Что же это были за отношения? И ведь не только с ней, но и с нашим мужем, другом, подчиненным и в то же время начальником, таинственным бакалавром марксистских наук, которого Бог (или Дьявол?) послал Маяковскому в неотлучное приложение к его возлюбленной…
Это ему, ему же,чтоб не догадался, кто ты,выдумалось дать тебе настоящего мужаи на рояль положить человечьи ноты.
Постепенно привыкаешь к тому, что неправда — всеобщая повинность его биографов, как бы клятва верности его двусмысленной тени. Естественно, что в вопросе об отношениях с Бриками — отношениях действительно запутанных, двусмысленных, не всегда ясных и самим действующим лицам, — все вспоминатели проявляют полное единство и дружно заполняют любые объемы туманом ничего не означающих слов.
«Он выбрал себе семью, в которую, как кукушка, залетел сам, однако же не вытесняя и не обездоливая ее обитателей.

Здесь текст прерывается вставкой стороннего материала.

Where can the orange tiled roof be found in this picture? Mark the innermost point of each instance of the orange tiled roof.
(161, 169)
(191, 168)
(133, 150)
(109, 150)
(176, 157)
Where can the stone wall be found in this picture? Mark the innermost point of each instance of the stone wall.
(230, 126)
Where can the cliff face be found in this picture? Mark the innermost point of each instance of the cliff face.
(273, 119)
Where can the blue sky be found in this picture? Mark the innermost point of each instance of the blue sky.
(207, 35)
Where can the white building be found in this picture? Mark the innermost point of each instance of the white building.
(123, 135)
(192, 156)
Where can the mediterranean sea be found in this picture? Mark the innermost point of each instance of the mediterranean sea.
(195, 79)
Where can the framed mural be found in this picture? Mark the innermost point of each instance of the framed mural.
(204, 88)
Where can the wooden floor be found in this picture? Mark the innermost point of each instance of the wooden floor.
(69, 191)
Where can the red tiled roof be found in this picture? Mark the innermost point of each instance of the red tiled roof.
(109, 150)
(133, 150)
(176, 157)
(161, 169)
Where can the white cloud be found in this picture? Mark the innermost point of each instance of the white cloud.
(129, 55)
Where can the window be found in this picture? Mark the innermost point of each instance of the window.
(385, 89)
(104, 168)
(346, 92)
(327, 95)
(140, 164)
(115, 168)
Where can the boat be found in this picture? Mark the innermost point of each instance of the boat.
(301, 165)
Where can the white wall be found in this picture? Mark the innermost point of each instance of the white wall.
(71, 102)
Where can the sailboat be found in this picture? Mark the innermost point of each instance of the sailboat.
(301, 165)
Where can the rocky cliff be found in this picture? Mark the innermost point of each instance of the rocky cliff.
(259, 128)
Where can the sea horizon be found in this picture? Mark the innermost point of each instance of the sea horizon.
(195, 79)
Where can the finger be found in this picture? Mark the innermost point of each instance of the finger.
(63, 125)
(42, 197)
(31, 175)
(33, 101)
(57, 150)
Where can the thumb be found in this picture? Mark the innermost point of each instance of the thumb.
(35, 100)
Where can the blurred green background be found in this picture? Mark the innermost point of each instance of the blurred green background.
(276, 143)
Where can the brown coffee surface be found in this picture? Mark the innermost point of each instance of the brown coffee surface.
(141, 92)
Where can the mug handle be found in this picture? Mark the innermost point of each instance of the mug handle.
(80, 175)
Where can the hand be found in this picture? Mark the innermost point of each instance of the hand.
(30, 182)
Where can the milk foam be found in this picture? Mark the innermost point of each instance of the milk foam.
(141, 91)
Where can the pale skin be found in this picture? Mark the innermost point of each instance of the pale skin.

Наоборот, это чужое, казалось бы, гнездо он охранял и устраивал, как свое собственное устраивал бы, будь он семейственником. Гнездом этим была семья Бриков, с которыми он сдружился и прожил всю свою творческую биографию».
Так вспоминает Николай Асеев, лучший друг и первый приближенный лефовских лет. Деликатное скольжение по паркету, вкрадчивая ходьба в носках и на цыпочках… Но в этом вкрадчивом, бесшумном скольжении Асеев то и дело помимо желания наталкивается на реальные обстоятельства и сразу же ставит в тупик читателя.